Torres did all of that, and was every bit as good as his words. "Now I am a professional," he had said while in training. "I can do many things I wouldn't dare do before. I am on the verge of being an artist." Torres has always had quick, powerful hands that explode into deadly combinations, but equally impressive in last week's fight was the way he moved. When he threw a right to the kidney he was in and out, spinning and cutting to the other side, where he would shoot a left hand to the other kidney or hook to the head. The moves were fluid, and more than anything they reflected a man who knew his business and knew that his business in the immediate future is going to be making money out of his title.
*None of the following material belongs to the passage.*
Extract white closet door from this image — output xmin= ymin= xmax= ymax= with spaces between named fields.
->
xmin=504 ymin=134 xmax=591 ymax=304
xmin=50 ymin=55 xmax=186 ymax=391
His biggest purse prior to Thornton had been only $14,850. For this one Torres received $75,000. Thornton collected $25,000, some of which he will have to squander on a nose job.
"One day I'll get it fixed," said Thornton. "Maybe when I'm through fighting. But I don't pay much attention to it anyway. I've got a lot to show for it."
He had chopped cotton in Louisiana when he was 10 years old, and then he moved to California, where he rode "sickles" and the waves of the Pacific and where, as a kid, he looked for fights and usually found them. But now Thornton is all respectability, the owner of four apartment buildings and an insurance agency, and he walks around forever smiling like a guy who has put something over on the world. "Why do I always smile?" he asks. "Why not? I never thought life could be this good."
This, of course, was said before the fight. Afterward it took a while for the old buoyancy to reassert itself. When it did, his smile told anyone who was interested that Wayne Thornton's life does not change because of one beating. Yes, he was disappointed, but that was only because he had been so impotent against Torres. All he could do was hold on. His plan had been to crowd Torres, to stay in command and to go to the body early and then to the head.
"I just didn't have anything left after that punch to the kidney in the first round," he said. "We thought Torres would fold between the second and eighth rounds, but he didn't. Even if he had, I couldn't have done anything. Sure, it seemed he'd forget to throw to the kidney for three rounds, but then he'd come back and—rap, rap, rap!"
Would he fight Torres again?
"I'd do it once a week. Just give me time to rest," he said, and then, as if remembering something he should have never forgotten, he added: "Willie Pastrano warned me of that kidney punch. He said he got hit there by Torres, too, and that he saw yellow spots. I saw them, too."
Over in the other dressing quarters, which were jammed with such friends as Norman Mailer and Peter Falk and a phalanx of his countrymen, Torres sat in a little office before coming out to the main room. When he did emerge, the Puerto Ricans started shouting: "Here he comes, here he comes! Make way for Jose." Torres found his way to a table and stood on it. The cameras flashed, and the questions fell. "Yes," he said, "I saw Clay fight on television this afternoon. I think I had a tougher time with Thornton than I would with Clay."
"Arriba, arriba!" his followers squealed in response to the answer.